I don’t criticize younger women as a rule, but the carhop could have used a flea collar. Brad smiled at her and leaned back. “Can I have the cat?”

I said, “She’s a dog.”

“No.” He held up the half-whiskered kitten. “This cat. I never had a pet.”

Andrew yelled, “
Mine
,” spilled his Orange Crush, and burst into tears. Hugo Jr. joined in. In the confusion the hairy man parked his pickup camper opposite us, facing me.

“Here.” I handed Andrew my malt. I wasn’t hungry anyway. Marcella soothed Andrew in her lap while he sucked down my chocolate-flavored chemical stuff.

“It would be real Christian of you to share your kitty with Brad. I’m sure he’d let you play with him any time you want,” Marcella said.

“My kitty!”

“You have not bothered to name the animal,” Shane pointed out. “He’s not legally yours if you haven’t named him.” Andrew eyed Shane with suspicion. Shane lifted his hands, palms up, as if the matter were out of his control. “That’s the law, buddy. It’s not your cat.”

“My name’s not Buddy.”

“Either let Brad keep the cat or give me back my malt,” I said. The malt won.

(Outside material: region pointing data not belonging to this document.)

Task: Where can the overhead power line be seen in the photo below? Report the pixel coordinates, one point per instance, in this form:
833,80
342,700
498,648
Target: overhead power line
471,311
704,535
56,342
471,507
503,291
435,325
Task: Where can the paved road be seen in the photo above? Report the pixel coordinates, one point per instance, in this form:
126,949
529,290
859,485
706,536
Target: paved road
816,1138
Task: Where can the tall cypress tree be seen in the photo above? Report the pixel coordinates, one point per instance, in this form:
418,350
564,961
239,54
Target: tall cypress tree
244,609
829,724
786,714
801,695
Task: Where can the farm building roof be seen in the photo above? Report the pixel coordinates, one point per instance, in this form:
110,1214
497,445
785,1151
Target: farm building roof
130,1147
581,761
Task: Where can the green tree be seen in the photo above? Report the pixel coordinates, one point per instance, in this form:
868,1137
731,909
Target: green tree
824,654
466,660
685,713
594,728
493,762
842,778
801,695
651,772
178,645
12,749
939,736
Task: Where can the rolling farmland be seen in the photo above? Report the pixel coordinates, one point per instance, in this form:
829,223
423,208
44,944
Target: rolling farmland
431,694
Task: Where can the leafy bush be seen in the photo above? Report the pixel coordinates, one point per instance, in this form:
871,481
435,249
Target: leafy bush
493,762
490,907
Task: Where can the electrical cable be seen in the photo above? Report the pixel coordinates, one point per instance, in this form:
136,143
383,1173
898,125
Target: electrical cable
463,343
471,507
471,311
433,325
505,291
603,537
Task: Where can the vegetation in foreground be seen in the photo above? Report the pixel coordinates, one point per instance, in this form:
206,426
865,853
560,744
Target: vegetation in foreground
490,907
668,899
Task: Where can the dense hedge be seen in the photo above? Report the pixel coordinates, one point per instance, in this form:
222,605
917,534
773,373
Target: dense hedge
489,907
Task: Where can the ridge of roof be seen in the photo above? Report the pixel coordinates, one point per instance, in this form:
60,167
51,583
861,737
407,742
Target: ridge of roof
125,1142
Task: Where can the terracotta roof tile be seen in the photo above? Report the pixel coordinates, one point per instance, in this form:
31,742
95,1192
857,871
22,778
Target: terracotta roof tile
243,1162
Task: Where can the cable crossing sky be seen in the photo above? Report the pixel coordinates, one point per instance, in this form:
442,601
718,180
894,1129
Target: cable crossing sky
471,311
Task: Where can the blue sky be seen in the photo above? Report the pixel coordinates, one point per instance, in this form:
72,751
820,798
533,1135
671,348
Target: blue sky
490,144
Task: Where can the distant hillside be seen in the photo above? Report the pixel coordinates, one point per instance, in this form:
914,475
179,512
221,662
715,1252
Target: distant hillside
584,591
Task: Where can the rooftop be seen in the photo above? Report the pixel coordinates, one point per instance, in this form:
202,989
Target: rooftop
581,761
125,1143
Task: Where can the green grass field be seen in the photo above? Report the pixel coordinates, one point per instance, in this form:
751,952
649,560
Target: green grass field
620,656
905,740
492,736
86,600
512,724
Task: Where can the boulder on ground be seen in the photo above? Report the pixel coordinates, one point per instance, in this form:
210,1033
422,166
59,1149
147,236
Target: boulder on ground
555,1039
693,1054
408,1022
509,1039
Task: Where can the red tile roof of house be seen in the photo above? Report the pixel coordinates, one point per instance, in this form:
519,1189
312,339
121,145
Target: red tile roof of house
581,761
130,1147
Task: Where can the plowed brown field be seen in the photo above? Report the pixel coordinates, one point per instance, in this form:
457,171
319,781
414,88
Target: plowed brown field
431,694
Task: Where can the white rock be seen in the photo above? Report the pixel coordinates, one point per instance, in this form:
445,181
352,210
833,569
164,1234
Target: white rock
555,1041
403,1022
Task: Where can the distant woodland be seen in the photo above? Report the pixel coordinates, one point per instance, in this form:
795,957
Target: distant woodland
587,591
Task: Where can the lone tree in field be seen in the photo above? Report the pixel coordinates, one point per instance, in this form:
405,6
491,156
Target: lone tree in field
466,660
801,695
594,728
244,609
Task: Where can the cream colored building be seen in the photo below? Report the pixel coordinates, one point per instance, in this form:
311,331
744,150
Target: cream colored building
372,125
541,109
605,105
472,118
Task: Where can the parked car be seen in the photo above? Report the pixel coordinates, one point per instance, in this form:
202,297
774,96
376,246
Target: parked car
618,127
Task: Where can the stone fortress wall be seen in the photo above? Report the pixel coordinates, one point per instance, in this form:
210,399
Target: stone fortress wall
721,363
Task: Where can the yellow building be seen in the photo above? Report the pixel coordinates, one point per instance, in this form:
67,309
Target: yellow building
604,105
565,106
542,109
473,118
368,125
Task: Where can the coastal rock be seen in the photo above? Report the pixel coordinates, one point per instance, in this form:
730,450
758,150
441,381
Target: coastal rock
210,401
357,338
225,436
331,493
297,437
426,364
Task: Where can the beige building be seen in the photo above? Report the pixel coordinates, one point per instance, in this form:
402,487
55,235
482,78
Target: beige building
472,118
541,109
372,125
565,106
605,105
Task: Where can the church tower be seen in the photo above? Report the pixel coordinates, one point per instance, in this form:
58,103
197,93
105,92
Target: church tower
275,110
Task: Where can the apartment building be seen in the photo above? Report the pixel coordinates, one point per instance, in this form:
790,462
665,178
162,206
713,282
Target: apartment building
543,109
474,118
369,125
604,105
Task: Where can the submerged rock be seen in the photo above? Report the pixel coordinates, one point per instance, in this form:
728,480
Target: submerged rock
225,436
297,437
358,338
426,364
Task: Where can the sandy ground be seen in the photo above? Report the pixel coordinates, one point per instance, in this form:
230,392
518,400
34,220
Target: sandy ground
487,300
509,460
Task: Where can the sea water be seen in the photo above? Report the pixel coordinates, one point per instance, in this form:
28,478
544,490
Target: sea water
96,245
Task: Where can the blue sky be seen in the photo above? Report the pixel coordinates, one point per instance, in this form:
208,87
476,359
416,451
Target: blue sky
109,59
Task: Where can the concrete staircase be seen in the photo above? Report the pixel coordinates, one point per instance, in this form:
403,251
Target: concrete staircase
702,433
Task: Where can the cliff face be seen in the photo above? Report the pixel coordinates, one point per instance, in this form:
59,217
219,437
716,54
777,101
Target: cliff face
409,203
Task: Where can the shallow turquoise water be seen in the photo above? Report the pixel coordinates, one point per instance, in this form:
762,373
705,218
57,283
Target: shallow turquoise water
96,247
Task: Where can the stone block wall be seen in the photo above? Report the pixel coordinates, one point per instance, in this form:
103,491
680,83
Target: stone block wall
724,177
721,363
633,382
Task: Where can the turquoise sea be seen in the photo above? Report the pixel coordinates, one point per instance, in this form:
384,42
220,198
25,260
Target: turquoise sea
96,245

Brad held the cat in his lap and fed it a Tater Tot. The cat dropped the tot, then made scratches on Brad’s leg, trying to bury it. “I’ll name him Merle,” Brad said.

I was touched. “That’s my name.”

“I know.”

I started to ask how he knew but skipped it since I’d probably told him during a blackout. Blackouts put drinkers at such a disadvantage. One time I called Delilah Talbot to say I wouldn’t be over that night to watch
The Carol Burnett Show
because I was stuck in Jackson with a broken car, then the next day I told her I’d missed the show because I had the flu and the phone was out of order. Even Delilah saw the discrepancy.